Own the Outage: Smart Cloud Strategies for Healthcare
“Own the outage,” three key words, and one principle, that CloudWave’s engineering teams have been trained to bring to every incident we attend. When it comes to helping facilities deal with the fallout from degraded hyperscalers, we encounter some unique challenges in applying this philosophy.
Customer service is at the center of our business; we have a vested interest in helping our partners identify and achieve the shortest and safest path to resolution. If you’re reading this article, you’ve likely heard of—or been impacted by—some of the recent public cloud outages. While many public-facing and financial services organizations received broad media attention, the backend systems supporting healthcare information delivery and availability, from ePrescribing and dictation to compliance and coding services, did not. The loss of any one of these functions is enough to cripple efficiency at a number of health systems.
In the wake of these incidents, I’ve challenged our team to focus on what we can control in the event of a recurrence, knowing that the issue resides outside our walls. For example, can we apply any emergency DNS overrides and possibly accelerate time-to-repoint to a new instance, versus waiting for an automatic refresh? Does the client possess any private cloud or on-premises failover instance that we can assist them in repointing configurations toward?
While working through options in real time with our partners during these events, a few vital patterns have materialized:
Know your dependencies, understand your exposures: Many healthcare ISVs have quietly adopted cloud services, and many who consume their services remain unaware. Do you know how (or why) your facility is impacted when hyperscaler A, B, or C goes offline tomorrow? Make it a recurring activity to sit down with your architects and map out your connectivity—you’ll likely discover a new dependency more often than not.
The harder they fall: Even the hyperscaler giants are not immune to unexpected downtime events, nor should you be 100% reliant upon them for your operations. Have you implemented a capable private cloud failback plan for when issues arise with any of these services? Do you have an understanding of your data diversity and what your RPO/RTO would be in the event of a sustained outage or a real public cloud infrastructure disaster?
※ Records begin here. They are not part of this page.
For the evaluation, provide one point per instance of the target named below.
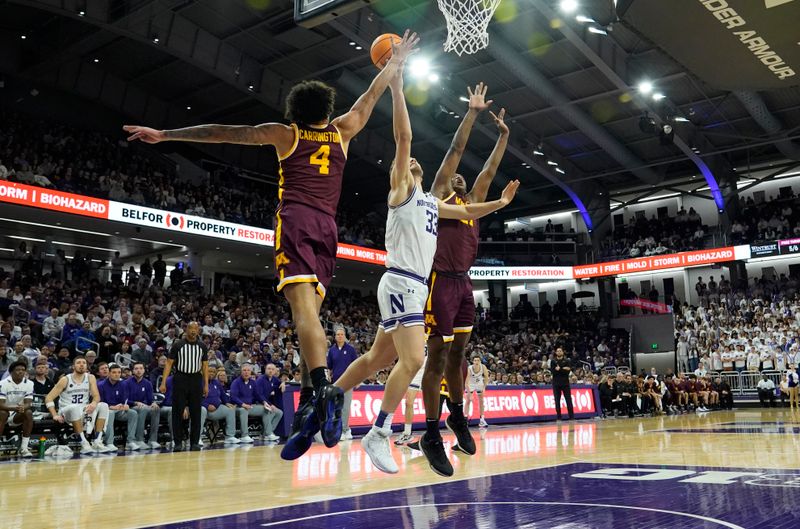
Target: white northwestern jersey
(75, 393)
(14, 393)
(411, 229)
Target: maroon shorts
(450, 308)
(305, 246)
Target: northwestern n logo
(397, 303)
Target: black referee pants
(558, 390)
(187, 390)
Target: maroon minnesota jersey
(311, 172)
(457, 242)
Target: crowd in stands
(54, 155)
(643, 237)
(776, 218)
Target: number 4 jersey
(311, 172)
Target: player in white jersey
(477, 375)
(79, 401)
(16, 397)
(411, 231)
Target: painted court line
(721, 523)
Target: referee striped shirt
(188, 356)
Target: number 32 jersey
(311, 172)
(411, 231)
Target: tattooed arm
(277, 134)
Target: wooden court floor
(154, 489)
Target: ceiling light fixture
(569, 6)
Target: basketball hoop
(467, 24)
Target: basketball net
(467, 24)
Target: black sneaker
(328, 405)
(436, 456)
(465, 442)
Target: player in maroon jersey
(450, 310)
(312, 151)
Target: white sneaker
(403, 439)
(377, 448)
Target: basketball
(381, 49)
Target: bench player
(411, 237)
(312, 151)
(79, 401)
(450, 309)
(16, 397)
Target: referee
(189, 385)
(560, 367)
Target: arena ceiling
(570, 93)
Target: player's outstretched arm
(477, 104)
(277, 134)
(400, 178)
(481, 186)
(351, 123)
(479, 209)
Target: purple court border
(575, 495)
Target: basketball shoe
(433, 449)
(460, 427)
(328, 406)
(376, 445)
(304, 426)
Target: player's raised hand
(146, 134)
(502, 128)
(477, 97)
(509, 192)
(405, 48)
(396, 83)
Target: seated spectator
(766, 392)
(114, 392)
(251, 403)
(217, 407)
(140, 398)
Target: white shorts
(416, 383)
(76, 412)
(401, 300)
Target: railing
(746, 382)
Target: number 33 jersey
(311, 172)
(411, 232)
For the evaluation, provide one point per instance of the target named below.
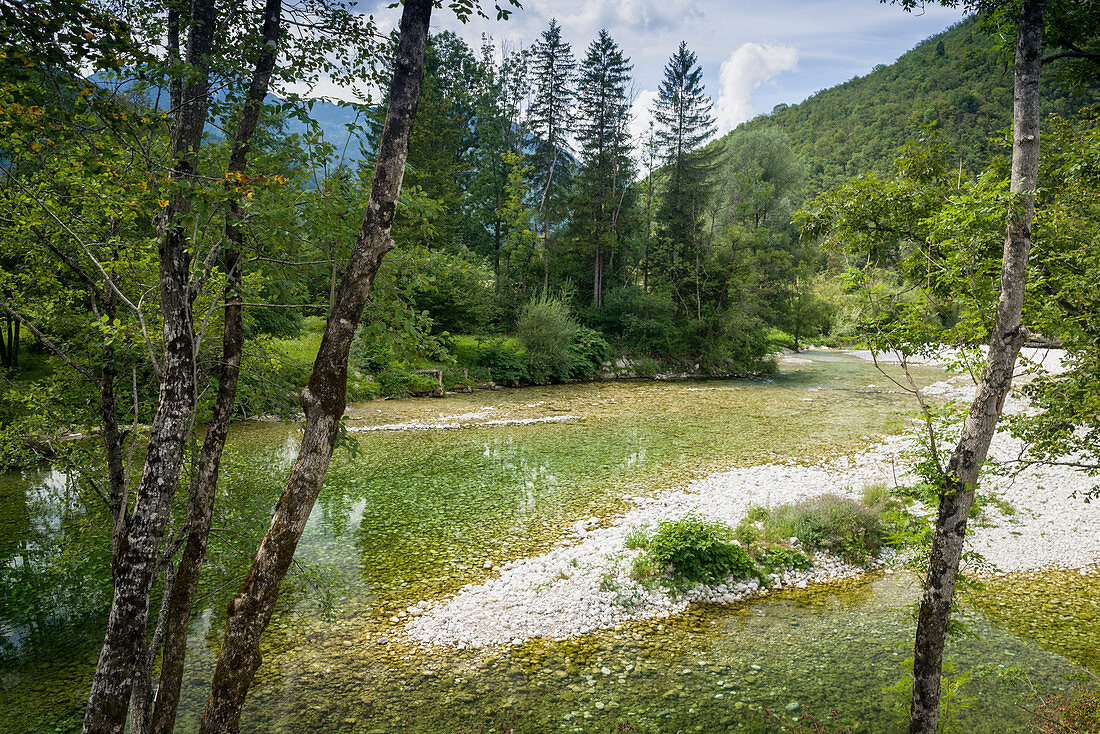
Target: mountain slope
(954, 79)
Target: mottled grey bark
(200, 503)
(323, 397)
(1008, 336)
(134, 565)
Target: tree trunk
(200, 502)
(133, 568)
(1005, 340)
(323, 396)
(596, 277)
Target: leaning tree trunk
(200, 503)
(323, 397)
(1007, 338)
(133, 566)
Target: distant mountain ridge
(955, 79)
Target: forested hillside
(955, 80)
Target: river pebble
(584, 584)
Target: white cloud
(743, 73)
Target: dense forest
(182, 245)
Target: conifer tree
(603, 113)
(552, 79)
(684, 123)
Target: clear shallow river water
(416, 512)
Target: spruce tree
(603, 113)
(552, 80)
(684, 123)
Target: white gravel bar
(583, 584)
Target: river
(428, 492)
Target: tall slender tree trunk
(134, 566)
(323, 397)
(1007, 338)
(597, 280)
(200, 503)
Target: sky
(755, 55)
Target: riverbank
(583, 584)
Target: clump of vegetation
(1067, 712)
(695, 550)
(547, 330)
(776, 558)
(505, 362)
(854, 529)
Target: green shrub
(360, 390)
(589, 351)
(645, 367)
(699, 550)
(547, 330)
(644, 568)
(639, 321)
(832, 523)
(636, 538)
(422, 384)
(771, 559)
(504, 362)
(394, 382)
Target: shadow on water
(416, 514)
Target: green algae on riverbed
(1058, 609)
(416, 514)
(711, 669)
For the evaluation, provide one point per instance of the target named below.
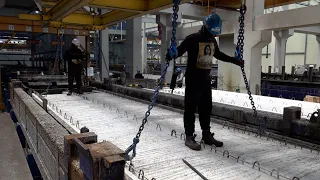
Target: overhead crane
(68, 12)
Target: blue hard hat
(213, 23)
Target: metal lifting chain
(173, 48)
(240, 45)
(58, 55)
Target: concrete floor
(13, 163)
(160, 155)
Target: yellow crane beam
(153, 6)
(77, 19)
(63, 11)
(127, 5)
(15, 24)
(64, 8)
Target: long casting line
(260, 156)
(194, 169)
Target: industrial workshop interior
(160, 90)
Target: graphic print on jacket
(205, 55)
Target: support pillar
(165, 22)
(254, 41)
(144, 49)
(227, 71)
(318, 59)
(133, 46)
(104, 61)
(280, 48)
(83, 43)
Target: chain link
(240, 45)
(173, 48)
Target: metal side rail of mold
(161, 149)
(290, 123)
(61, 152)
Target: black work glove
(239, 62)
(168, 56)
(171, 53)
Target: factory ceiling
(20, 4)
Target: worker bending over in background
(74, 56)
(201, 48)
(177, 73)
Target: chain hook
(133, 149)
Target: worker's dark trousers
(197, 96)
(74, 72)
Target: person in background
(74, 56)
(139, 75)
(201, 48)
(175, 75)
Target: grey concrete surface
(117, 119)
(13, 163)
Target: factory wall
(301, 49)
(13, 59)
(116, 53)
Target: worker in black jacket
(74, 57)
(201, 48)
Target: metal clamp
(173, 132)
(202, 144)
(131, 167)
(183, 136)
(215, 148)
(158, 126)
(274, 170)
(242, 159)
(254, 164)
(226, 152)
(141, 174)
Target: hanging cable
(239, 54)
(173, 50)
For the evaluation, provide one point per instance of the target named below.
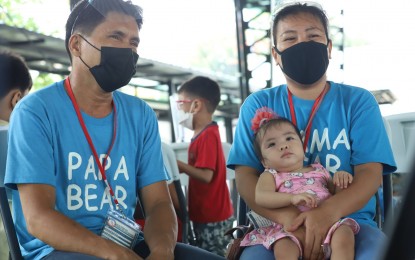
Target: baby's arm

In many cases, facilities have decommissioned private cloud ISV solutions without giving due thought to the potential loss in resiliency.
Your SLA is your parachute: What kind of guarantees has your ISV made? What do you know about their service and infrastructure resiliency? Get clear on how they deliver, and how they will react when the unexpected happens. Share these plans and details with your partners so you can collaborate on a playbook.
Unfortunately, outages are inevitable; may every incident sharpen our approach, every challenge become a strategy, and every disruption reinforce our commitment to stand beside our partners.